HAVANA TIMES — “The Ministry of Culture, the National Council of Visual Arts (CNAP) and the Wilfredo Lam Center of Contemporary Art have decided to postpone the celebration of Havana’s 13th Biennial as a result of the country’s financial situation after Hurricane Irma.” This is how the brief press announcement begins which the CNAP’s communication management team sent to people’s personal email addresses on September 22, 2017.

The suspension of the Biennial that was planned to take place from October 5th until November 5th 2018, has alarmed many artists, both in and outside of Cuba, if you bear in mind that it’s the most anticipated event in the country in the field of visual arts. It is a time when collectors, gallery owners and curators come to the island to have a look at recent works and thereby artists spend long periods of time working just for this super event.

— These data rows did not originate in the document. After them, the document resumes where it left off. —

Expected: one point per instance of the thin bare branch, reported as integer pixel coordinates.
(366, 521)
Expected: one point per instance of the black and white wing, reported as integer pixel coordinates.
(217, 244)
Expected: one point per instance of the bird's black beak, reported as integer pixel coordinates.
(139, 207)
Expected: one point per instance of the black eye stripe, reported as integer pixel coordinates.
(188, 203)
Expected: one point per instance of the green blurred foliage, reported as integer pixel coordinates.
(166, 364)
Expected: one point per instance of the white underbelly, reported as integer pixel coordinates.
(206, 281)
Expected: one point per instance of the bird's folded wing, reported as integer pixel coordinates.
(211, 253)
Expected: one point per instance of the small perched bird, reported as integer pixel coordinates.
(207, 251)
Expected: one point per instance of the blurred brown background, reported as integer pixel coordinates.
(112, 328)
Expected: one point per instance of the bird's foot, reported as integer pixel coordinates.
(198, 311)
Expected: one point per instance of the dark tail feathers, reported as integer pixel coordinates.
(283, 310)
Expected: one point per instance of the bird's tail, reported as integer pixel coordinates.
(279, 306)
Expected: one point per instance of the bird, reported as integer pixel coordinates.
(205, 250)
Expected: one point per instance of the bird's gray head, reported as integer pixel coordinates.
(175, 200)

In the wake of this news, some questions arise: Does the Cuban State have funds put away in the case of a disaster the size of Hurricane Irma? Or does the fact that it is turning to all of its institutions’ budgets simply expose the profound financial crisis that the country finds itself in?

Or if you want to look at it from a different perspective, maybe the government doesn’t want a large number of activists and artists, to have their own space to openly criticize when they have international media at the ready because of the event’s own promotion dynamic?

Luis Manuel Otero Alcantara, bewildered like many of us with this situation, has already launched an appeal on Facebook, the social network, to demand that this Biennial take place, with the participation and collaboration of every artist who has expressed interest.

The initiative isn’t about an act of insensitivity towards those who have been affected by Hurricane Irma, rather it is another way of questioning the system about its poor functioning and opportunism, Otero explains.

Meetings, networks and mainstreaming was the topic of the 13th Biennial, and when the director of the Lam center, Dannys Montes de Oca, explained the characteristics of this in April, the subject of decentralizing the role of the curator and the importance of criticizing the institutionalization of art was highlighted.  It seems that the Havana Biennial promises to take place, in tune with this prerogative.